Two randomized phase II trials were performed in order to compare amrubicin vs. topotecan as second line treatment in patients with SCLC (35,36). The first of them was published in 2008 with 60 patients enrolled. ORR was 38% for the amrubicin arm and 13% for the topotecan arm in the sensitive relapse. Median PFS was 3.5 months for patients in the amrubicin arm and 2.2 months for patients in the topotecan arm. In the second one, 76 patients participated in the trial; once again, amrubicin resulted in a significantly higher ORR than topotecan (44% vs. 15%, P=0.021) and tolerability was similar with both agents. Neutropenia and thrombocytopenia grade 3 or worse was more frequent in the topotecan group.
Amrubicin-based chemotherapy
As several studies have suggested the efficacy of combination regimens for relapsed SCLC, and based in the results of the studies previously reported, a randomized phase II trial exploring the combination of amrubicin and topotecan (37).

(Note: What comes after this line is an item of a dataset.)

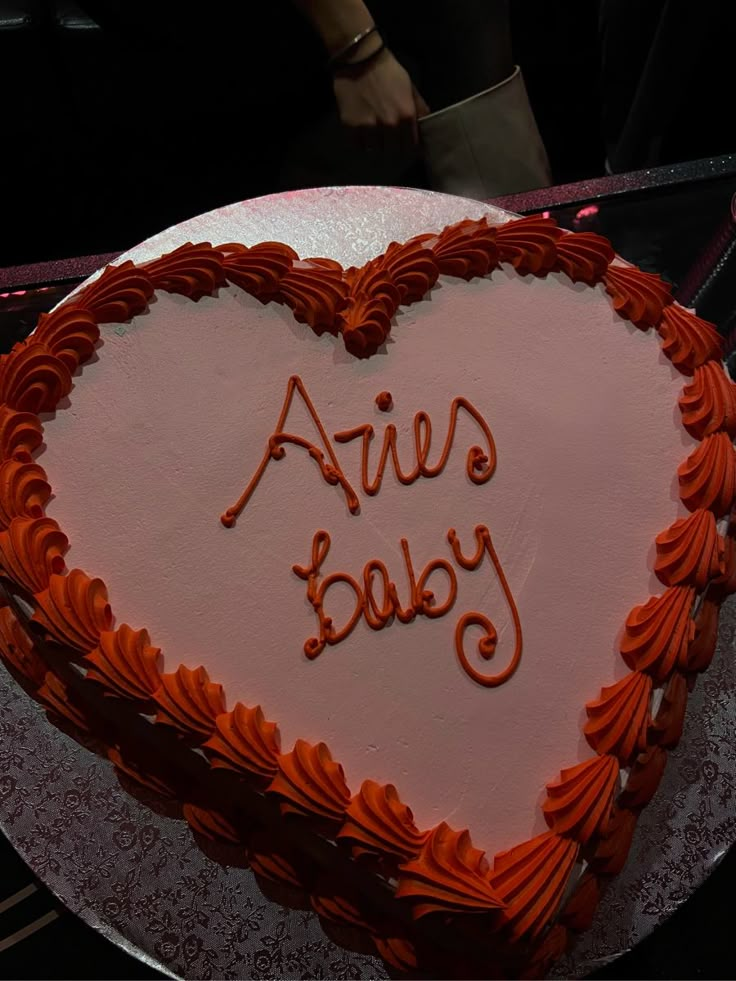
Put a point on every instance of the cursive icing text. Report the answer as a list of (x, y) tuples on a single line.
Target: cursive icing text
[(375, 598), (480, 460)]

59 patients participated in the study, 31 chemotherapy-naïve and 28 relapsed. Talking about second lines, in the relapsed group the median progression-free survival time and median survival time was 4.7 and 10.2 months, with a 27% of ORR. The main toxicity found was myelosuppresion with grades 3 or 4 neutropenia in 97% of the patients.
To our knowledge, there are three phase III clinical studies exploring amrubicin; one monotherapy trial with SCLC patients after failure of first-line chemotherapy, comparing amrubicin with topotecan; and two double combination regimen trials: a randomized, multicenter study comparing irinotecan with cisplatin versus amrubicin with cisplatin in patients with extensive-disease SCLC, and a study of amrubicin with cisplatin versus etoposide with cisplatin in extensive disease SCLC patients.
Current situation of amrubicin
On April 2008, orphan designation was granted by the European Medicines Agency for amrubicin (38). Previously it was been accepted in Japan as an option for treatment extensive disease SCLC. The orphan medicinal product designation is based on the seriousness of the condition, the existence of alternative methods of treatment and the rarity of the condition (affecting not more than 5 in 10,000 people in the EU; SCLC affects to less than 1.5 in 10,000 people in the EU) or insufficient returns on investment.
The orphan medicinal products are still under investigation, and they are considered for an orphan designation due to the potential activity; the orphan designation is not a marketing authorisation, a demonstration of quality, safety and efficacy is needed before.
Results from the phase III trials previously appointed are being expected for a possible approval.
Conclusions
Anthracyclines are active in SCLC, both as a single agent and also in combination. The combination CAV is as effective as topotecan in the second line therapy with different toxicity. The synthetic anthracyclin amrubicin shows good results in phase II trials compared with topotecan that should be confirmed in future phase III trials, with less cardiotoxicity than doxorubicin.
Acknowledgements
Disclosure: The authors declare no conflict of interest.